Episode Breakdown – The Idol – Finale – “Jocelyn Forever”
This is another butchered episode, which ends in a way that makes no sense. While the first fifty minutes of the episode are well made, the last ten undoes any goodwill the show could have earned. The Idol continuously ran into walls its entire runtime, but there’s no rhyme or logic to the end of the show. From scene to scene the intentions of the characters do not align, and each step of the way, the acting gets worse. Any good feelings towards The Idol disappear by the end of the finale.
“Jocelyn Forever” shows the cracks in the series’ more impromptu elements. The Idol may have wanted spontaneity, but there’s no plot to speak of. Without much plot over the course of “Jocelyn Forever,” the gas runs out. Watching performers play songs we already know they’re capable of playing while record label execs tell us how good they are, does nothing for the emotional complexities of the series. While Levinson delivers some interesting visuals in the final moments of the series, the rest of the episode feels devoid of any emotional catharsis.
Depp finishes her five-episode streak well, and she more than proves her value apart from her father’s legacy.
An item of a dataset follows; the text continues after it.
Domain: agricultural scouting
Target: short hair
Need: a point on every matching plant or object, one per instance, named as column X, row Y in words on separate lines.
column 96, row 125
Depending on where she takes her career from here, she may find genuinely exciting offers available. Azaria appears to be the only one who understands what show he’s supporting and plays into the silliness of it. Randolph also lives up to her role, showcasing her talent and providing enough gravitas to make us believe someone actually has conviction.
However, the rest of the discussions throughout the episode are vapid. Characters we’ve grown to care about simply exit stage left with no additional time to deconstruct their journey. Sennott once again feels overqualified for her role here and instead gets wasted. It’s a real shame because she had all the set-up required for an excellent final scene. Instead, we’re left holding the bag with no real resolution to her journey. We never got a payoff for Dan Levy‘s role in the show, and good for him to simply move on (or get cut out. Either is preferable to whatever happened here). Eli Roth is just kind of present, and Mike Dean is in the same position. Simply put, there’s too much talent and not enough material for them to sustain.
Ultimately, the Frankenstein nature of the show came through in its last two episodes. The first three offered some genuine moments of brilliance. The last two were nothing burgers of a show, neither satisfying the “good hang” or plot-focused storytelling that makes a series interesting.
Perhaps most damning of all, The Idol never found its voice. There’s no real growth from anyone, no interesting concepts to pull from, and no ideology to examine. At best, The Idol says the industry is full of vampires. Like Babylon before it, that narrative is simply not compelling. It’s about as vapid an idea as one can have about Hollywood or the music industry in 2023, and throughout The Idol‘s finale, we are left scratching our heads.